The Fund for Environmental Journalism awards
$44,915 in grants to journalists in the Winter 2015 cycle
SEJ’s Fund for Environmental Journalism has awarded $44,915 for 13 new story projects selected through the FEJ’s Winter 2015 round of competition. Coverage topics include land use, biodiversity, energy and climate change.
FEJ grants up to $5,000 for the Winter 2015 round were made possible by funds provided to the Society of Environmental Journalists by the Wyss Foundation, Doris Duke Charitable Foundation, Energy Foundation and Grantham Foundation for the Environment.
Congratulations to the grantees!
Reporting on land-use issues of North America:
Spike Johnson of Texas, for travel expenses and stipend to produce a multimedia report for a magazine, newspaper, the web, and an exhibition examining a controversial natural gas pipeline project through an ecologically fragile section of the Southwest
Spike Johnson graduated from the University of North Texas in 2011, where he was mentored by Thorne Anderson, while studying towards an MA in photojournalism. Spike photographs in the documentary style, exploring themes around environmentalism, religious friction, and self sufficiency, focusing on rural areas of Myanmar, the United States, and England. In 2014 Spike was funded by the Pulitzer Center for Crisis Reporting to continue work in Myanmar, and in 2012 he was awarded a scholarship to attend the Foundry Photojournalism Workshop in Thailand. His work exhibits internationally, publishing with outlets including The New York Times, The Washington Post, Vice Magazine, Foreign Policy, The Telegraph, Human Rights Watch, Marie Claire, and has won awards from National Press Photographers Association, The International Photography Awards, College Photographer of the Year, The Society of Environmental Journalists, the Society of Professional Journalists and the Associated Press.
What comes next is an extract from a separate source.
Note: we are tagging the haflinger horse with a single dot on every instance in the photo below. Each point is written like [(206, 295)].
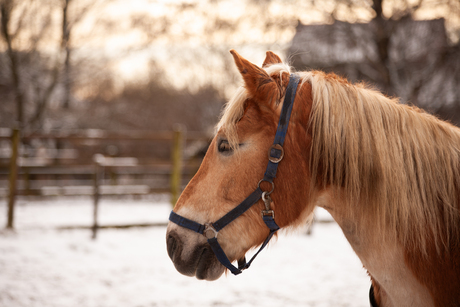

Sharon Levy of California, for travel expenses to produce magazine features and a book chapter with a fresh angle on the toxic algae that's plaguing Lake Erie — restoring wetlands capable of soaking up the nutrient pollution fouling the water
Sharon Levy (www.sharonlevy.net) is a freelance science and environment writer based in northern California. Her articles have appeared in Nature, OnEarth, BioScience, New Scientist, Environmental Health Perspectives and other magazines. She is at work on "The Marsh Builders: the fight for clean water and wetlands," a trade book to be published by Oxford University Press. Her previous book, "Once and Future Giants: What Ice Age extinctions tell us about the fate of Earth’s largest animals," was published by Oxford in 2011.
- "Learning to Love the Great Black Swamp," Undark, March 31, 2017.
- "Microcystis Rising: Why Phosphorus Reduction Isn’t Enough to Stop CyanoHABs," Environmental Health Perspectives, February 2017.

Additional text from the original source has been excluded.